Cancer is a highly complex genetic disease caused by certain gene mutations. This thesis focuses on two critical categories of association studies for human cancers: associations between tumor metabolic subtypes and various other cancer aspects, and associations between somatic mutations and germline variations.

In the first category, we classify metabolic expression subtypes in multiple TCGA (the Cancer Genome Atlas) cancer types, identify consistent prognostic patterns, and analyze master regulators of metabolic subtypes. We apply various statistical methods to study the associations between the metabolic expression subtypes and patients' survival, somatic mutations, copy number variations, and hallmark pathways. The results show that the metabolic expression subtypes are extensively correlated with patients' survival. The work gives a systematic view of metabolic heterogeneity and indicates the values of metabolic expression subtypes as predictive, prognostic, and therapeutic markers.

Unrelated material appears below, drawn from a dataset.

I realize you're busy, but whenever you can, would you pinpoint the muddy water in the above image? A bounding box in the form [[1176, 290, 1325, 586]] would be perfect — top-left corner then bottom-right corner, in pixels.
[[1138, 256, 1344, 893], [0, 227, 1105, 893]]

In the second category, we design data-adaptive and pathway-based large-sample score test methods for association studies between somatic mutations and germline variations. A combination of multiple statistical techniques is used. Extensive information aggregation at both SNP and gene levels is involved. p-values from different parameters are combined to yield data-adaptive tests for somatic mutations and germline variations. To avoid using too many parameters so as to reduce costs, a randomized low-rank parameter preselection strategy is proposed to predict parameters that are likely more effective. In comparison with some commonly used methods, our data-adaptive somatic mutations/germline variations test methods are much more flexible, can apply to multiple germline SNPs/genes/pathways, and generally have much higher statistical powers.

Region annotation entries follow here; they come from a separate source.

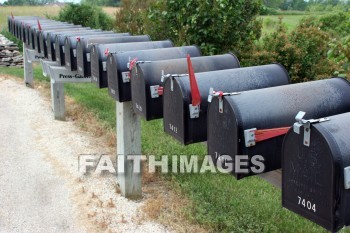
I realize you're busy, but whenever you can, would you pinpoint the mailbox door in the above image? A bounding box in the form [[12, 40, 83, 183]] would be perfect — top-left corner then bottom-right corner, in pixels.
[[108, 46, 201, 102], [77, 35, 151, 77], [282, 128, 337, 231], [163, 64, 289, 144], [208, 78, 350, 178], [91, 40, 173, 88], [163, 80, 188, 144], [131, 54, 240, 120]]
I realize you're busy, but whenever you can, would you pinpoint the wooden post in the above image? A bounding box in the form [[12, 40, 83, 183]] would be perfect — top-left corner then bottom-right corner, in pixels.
[[51, 79, 66, 121], [23, 43, 34, 87], [116, 101, 142, 199]]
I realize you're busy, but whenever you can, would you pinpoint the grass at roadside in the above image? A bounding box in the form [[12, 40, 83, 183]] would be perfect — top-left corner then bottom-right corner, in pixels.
[[0, 66, 350, 232], [260, 12, 324, 36], [0, 6, 119, 31]]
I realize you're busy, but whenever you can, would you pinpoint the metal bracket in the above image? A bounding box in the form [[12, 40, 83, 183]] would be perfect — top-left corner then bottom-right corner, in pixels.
[[244, 128, 257, 147], [344, 166, 350, 189], [149, 85, 161, 99], [122, 71, 131, 83], [293, 111, 330, 146], [189, 104, 200, 119]]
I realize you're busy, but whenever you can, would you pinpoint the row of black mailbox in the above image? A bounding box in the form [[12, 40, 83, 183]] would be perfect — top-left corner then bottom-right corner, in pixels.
[[8, 17, 350, 231]]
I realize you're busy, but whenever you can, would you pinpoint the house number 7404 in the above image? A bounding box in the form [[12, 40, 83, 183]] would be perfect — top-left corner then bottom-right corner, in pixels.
[[298, 196, 316, 213]]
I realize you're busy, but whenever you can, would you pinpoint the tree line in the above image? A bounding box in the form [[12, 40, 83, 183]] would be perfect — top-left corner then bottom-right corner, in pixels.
[[263, 0, 350, 11]]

The test models are applied to both simulations and real-world ICGC (International Cancer Genome Consortium) datasets. For the ICGC data, a sequence of filtering, screening, and processing techniques is applied, followed by extensive association studies with our models. Our studies systematically identify the associations between various germline variations and somatic mutations across different cancer types.

Our research provides valuable statistical tools for cancer risk prediction. The work leads to deeper understanding of molecular mechanisms of specific cancer genes and brings new insights into the development of novel cancer therapy.